In today's information economy, knowledge has become such a critical asset that the quality of a company's data is even considered a reliable predictor for its future success. Companies relying on poor quality data will inevitably pay a high price by way of economic damage springing from poorly premised decisions, lost opportunities, bad publicity and risk to reputation.

The Data Warehousing Institute in Seattle has found low quality data costs US businesses $US611 billion per year in bad mailings and staff overhead alone. A 2003 IDC survey of 1648 companies implementing business analytics software enterprisewide found data cleanliness and quality came second only to budget cuts on the list of problems cited. And just 23 per cent of 130 companies surveyed by Cutter Consortium on their data warehousing and business intelligence practices use specialised data cleansing tools.

Achieving data quality is not unlike trying to hold an eel - it is slippery, will not stay still and seems determined to slide out of one's grasp. Consulting firm Hildebrandt International has found data quality decays at an average rate of 33 per cent annually, and without proper attention even "clean" data can become incorrect, unusable and ultimately untrustworthy. That means no company can afford to entirely trust the data it relies on at any one point in time.
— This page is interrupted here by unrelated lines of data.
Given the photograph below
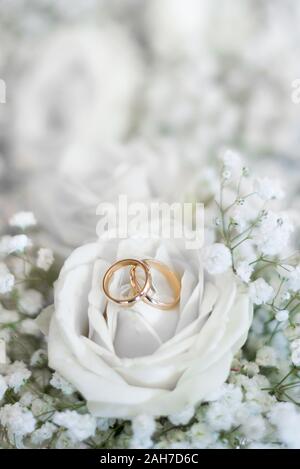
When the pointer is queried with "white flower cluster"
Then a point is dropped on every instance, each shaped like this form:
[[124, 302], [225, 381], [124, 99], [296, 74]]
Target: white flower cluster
[[256, 408]]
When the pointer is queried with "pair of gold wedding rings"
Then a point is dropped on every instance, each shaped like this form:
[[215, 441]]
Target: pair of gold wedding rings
[[143, 290]]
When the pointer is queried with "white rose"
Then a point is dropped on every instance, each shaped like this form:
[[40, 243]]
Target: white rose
[[143, 360], [79, 81], [91, 173]]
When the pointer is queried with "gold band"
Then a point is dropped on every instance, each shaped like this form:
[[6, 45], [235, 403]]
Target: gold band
[[139, 294], [170, 276]]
Yet according to some experts, far too few companies recognise the real data quality issues they face - above all, that when it comes to data, "oils ain't oils", as it were.

"I think a lot of organisations take their data as being sacrosanct in some way," says professor Graham Pervan of Curtin University School of Information Systems. "And of course [the validity of that approach] depends where you're getting the data from. There's data that comes internally from your company, and there's data you can acquire from outside - very often at great expense - and it's not all the same. You need to look with great caution at where the data is coming from and how reliable it is. People are very good at making predictions, but a prediction without error bars on it saying how reliable it is, is not a great deal of use."

The importance of "golden" data - data than has been cleansed, consolidated and proved 100 per cent accurate - cannot be underestimated. Yet despite enormous advances in technological remedies, the data quality problem seems more pervasive and tenacious than ever.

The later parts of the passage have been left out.